Optimizing dissolution and chemical processing of fast reactor MOX fuel

Generation IV reactors are being developed to enhance the efficiency and sustainability of nuclear electricity production. SCK CEN is involved in the development of Lead-Cooled Fast Reactors (LFRs) which use liquid lead or lead-bismuth eutectic as coolant. This coolant enables high-temperature operation without pressurization and offers an enhanced neutron economy leading to a better fuel utilization. A current trend is the development of Small Modular Reactors (SMRs), which are safer, more flexible, and scalable. The EAGLES consortium, including SCK CEN, is working on LEANDREA, an SMR-LFR demonstrator planned for 2035 in Mol. It will use MOX fuel with high plutonium content (30% PuO₂). A swift recovery of plutonium and uranium from spent SMR-LFR fuel and recycling into new fuel is essential as plutonium is a synthetic element. The high Pu content presents some challenges for the aqueous reprocessing of spent FR MOX fuel of which the most important are slow dissolution in nitric acid, increased insoluble Pu containing residues, radiolysis of solvents, criticality risks. Furthermore, SCK CEN has performed experiments in the 1980s on fast reactor MOX fuels e.g. the FARFADET experiments which aimed to study the fuel restructuring, cladding corrosion and thermal behavior at the beginning of life. Due to the termination of the fast reactor program, the post-irradiation examination (PIE) was, however, never completed. The fuel from these experiments remains stored at SCK CEN and currently no disposal strategy exists. In the context of LEANDRA and to reduce waste liability for historical fuels, the back-end of the nuclear fuel cycle for these high Pu containing MOX fuels will be studied. A nitric acid dissolution method for the MOX fuel will be developed. Since MOX fuels with high Pu content are difficult to dissolve, development of an electrochemically assisted or ultrasonic aided dissolution method might be needed.

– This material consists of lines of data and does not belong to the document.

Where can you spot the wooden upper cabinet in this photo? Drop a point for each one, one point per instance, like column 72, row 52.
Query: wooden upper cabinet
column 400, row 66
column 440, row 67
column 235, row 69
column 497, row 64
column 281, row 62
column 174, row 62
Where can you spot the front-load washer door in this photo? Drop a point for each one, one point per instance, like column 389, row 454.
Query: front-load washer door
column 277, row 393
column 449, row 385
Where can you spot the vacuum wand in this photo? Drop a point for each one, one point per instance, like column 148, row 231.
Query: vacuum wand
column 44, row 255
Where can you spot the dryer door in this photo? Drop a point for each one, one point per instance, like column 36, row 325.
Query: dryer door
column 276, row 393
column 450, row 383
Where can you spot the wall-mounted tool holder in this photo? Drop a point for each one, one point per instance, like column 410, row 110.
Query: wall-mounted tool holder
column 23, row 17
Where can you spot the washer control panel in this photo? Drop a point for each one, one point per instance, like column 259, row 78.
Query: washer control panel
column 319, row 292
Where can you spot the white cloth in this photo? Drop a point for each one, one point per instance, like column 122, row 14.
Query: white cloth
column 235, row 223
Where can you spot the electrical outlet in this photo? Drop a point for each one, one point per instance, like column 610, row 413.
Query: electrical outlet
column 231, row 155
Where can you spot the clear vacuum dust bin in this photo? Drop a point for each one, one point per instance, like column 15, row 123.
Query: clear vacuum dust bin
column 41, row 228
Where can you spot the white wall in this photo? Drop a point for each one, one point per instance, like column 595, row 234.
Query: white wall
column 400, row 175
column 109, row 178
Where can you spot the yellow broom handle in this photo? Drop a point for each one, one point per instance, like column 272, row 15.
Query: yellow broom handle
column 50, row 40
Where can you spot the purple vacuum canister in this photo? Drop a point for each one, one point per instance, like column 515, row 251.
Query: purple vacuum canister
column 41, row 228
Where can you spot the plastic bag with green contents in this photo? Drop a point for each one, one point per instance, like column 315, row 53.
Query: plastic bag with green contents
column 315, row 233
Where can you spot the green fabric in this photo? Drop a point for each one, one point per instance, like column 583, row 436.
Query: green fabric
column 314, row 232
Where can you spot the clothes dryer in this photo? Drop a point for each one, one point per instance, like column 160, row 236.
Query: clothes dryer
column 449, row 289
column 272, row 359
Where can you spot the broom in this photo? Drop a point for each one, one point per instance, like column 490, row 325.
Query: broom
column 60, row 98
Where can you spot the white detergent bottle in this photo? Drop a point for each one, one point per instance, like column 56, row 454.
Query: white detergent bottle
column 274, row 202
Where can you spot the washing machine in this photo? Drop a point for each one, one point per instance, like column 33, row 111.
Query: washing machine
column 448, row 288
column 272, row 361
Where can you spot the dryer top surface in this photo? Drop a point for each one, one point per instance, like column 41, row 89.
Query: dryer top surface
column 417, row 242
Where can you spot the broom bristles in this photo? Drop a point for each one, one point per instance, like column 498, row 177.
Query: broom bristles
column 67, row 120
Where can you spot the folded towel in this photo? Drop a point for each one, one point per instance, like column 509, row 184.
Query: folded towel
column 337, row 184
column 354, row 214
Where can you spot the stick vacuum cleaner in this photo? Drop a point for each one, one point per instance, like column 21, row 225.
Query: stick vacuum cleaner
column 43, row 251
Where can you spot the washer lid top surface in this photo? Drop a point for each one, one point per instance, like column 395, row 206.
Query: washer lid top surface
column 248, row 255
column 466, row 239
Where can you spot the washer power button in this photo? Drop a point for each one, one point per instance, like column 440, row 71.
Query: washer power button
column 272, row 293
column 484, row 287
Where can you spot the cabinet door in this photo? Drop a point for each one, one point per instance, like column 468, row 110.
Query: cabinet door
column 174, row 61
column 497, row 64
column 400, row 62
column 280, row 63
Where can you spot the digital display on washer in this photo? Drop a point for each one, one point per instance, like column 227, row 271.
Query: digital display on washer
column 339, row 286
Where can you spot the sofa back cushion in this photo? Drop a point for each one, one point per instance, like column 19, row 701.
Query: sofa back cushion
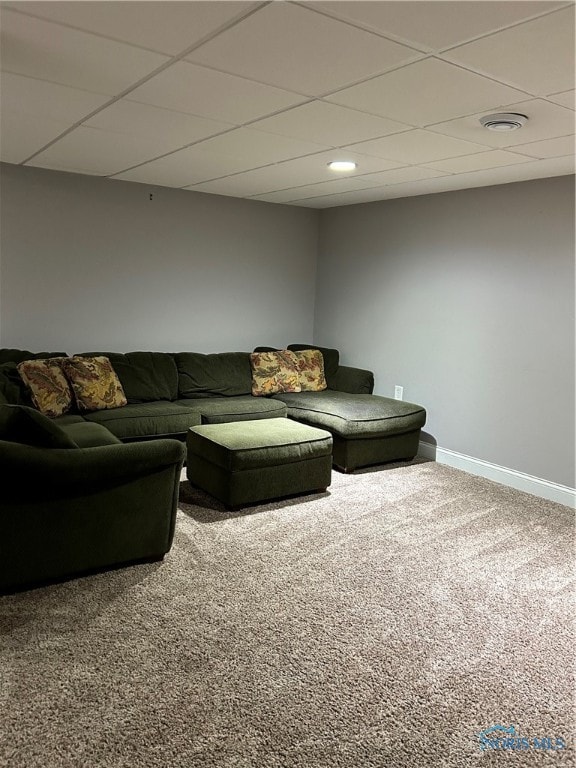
column 145, row 376
column 225, row 374
column 12, row 387
column 27, row 426
column 17, row 355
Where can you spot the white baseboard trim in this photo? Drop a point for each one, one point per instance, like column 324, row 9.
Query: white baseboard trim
column 510, row 477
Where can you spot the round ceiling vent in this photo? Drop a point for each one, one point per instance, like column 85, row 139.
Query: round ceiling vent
column 503, row 121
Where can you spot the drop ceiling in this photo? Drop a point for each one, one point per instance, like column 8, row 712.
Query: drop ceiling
column 254, row 99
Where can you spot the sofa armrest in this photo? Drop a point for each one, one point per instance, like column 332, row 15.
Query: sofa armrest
column 42, row 473
column 356, row 381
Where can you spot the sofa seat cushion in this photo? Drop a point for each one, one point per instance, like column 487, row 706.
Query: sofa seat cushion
column 218, row 410
column 142, row 420
column 27, row 426
column 145, row 376
column 87, row 435
column 354, row 416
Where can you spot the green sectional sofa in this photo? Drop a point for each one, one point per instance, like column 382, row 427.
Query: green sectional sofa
column 76, row 499
column 168, row 393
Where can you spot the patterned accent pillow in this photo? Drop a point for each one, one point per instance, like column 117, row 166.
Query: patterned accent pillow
column 274, row 372
column 49, row 388
column 94, row 382
column 310, row 364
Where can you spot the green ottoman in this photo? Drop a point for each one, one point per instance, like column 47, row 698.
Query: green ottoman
column 245, row 462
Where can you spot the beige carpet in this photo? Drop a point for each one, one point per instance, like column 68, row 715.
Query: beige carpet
column 386, row 623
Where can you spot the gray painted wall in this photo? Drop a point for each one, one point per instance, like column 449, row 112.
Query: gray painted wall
column 467, row 300
column 92, row 263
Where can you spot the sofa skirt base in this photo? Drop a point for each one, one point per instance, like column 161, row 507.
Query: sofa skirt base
column 57, row 539
column 349, row 455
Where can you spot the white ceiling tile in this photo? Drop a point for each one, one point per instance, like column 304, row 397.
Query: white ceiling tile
column 328, row 124
column 43, row 100
column 173, row 129
column 102, row 152
column 549, row 147
column 35, row 112
column 66, row 166
column 306, row 170
column 66, row 56
column 239, row 185
column 22, row 136
column 341, row 198
column 523, row 57
column 167, row 27
column 188, row 166
column 260, row 148
column 199, row 91
column 545, row 121
column 565, row 99
column 433, row 25
column 294, row 48
column 504, row 175
column 491, row 159
column 397, row 176
column 417, row 146
column 426, row 92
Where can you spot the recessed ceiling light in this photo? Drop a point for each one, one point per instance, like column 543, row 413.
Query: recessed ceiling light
column 342, row 165
column 503, row 121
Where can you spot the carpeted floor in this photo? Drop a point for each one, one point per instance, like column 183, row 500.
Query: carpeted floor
column 386, row 624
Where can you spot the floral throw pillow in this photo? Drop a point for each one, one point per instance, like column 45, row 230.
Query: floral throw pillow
column 95, row 383
column 310, row 365
column 49, row 388
column 274, row 372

For the recycling of Pu and U from used fuel, the PUREX process is the most widely used and industrially mature method. The aim of the PhD study is to develop a CHON compliant separation process. The degradation products will interfere less with the separation process and during the second-generation MOX fuel fabrication they will be burned off during calcination and/or sintering stages and will not affect the purity of the recycled U and/or Pu product.

The student will develop advanced dissolution methods for difficult-to-dissolve MOX fuels and develop a CHON compliant solvent extraction process for recycling of Pu and U from historical and future high Pu MOX fuels. Radiochemical analysis and measurement uncertainty analysis will be performed by the student as well as UV/Vis spectroscopy, pycnometry and microscopy.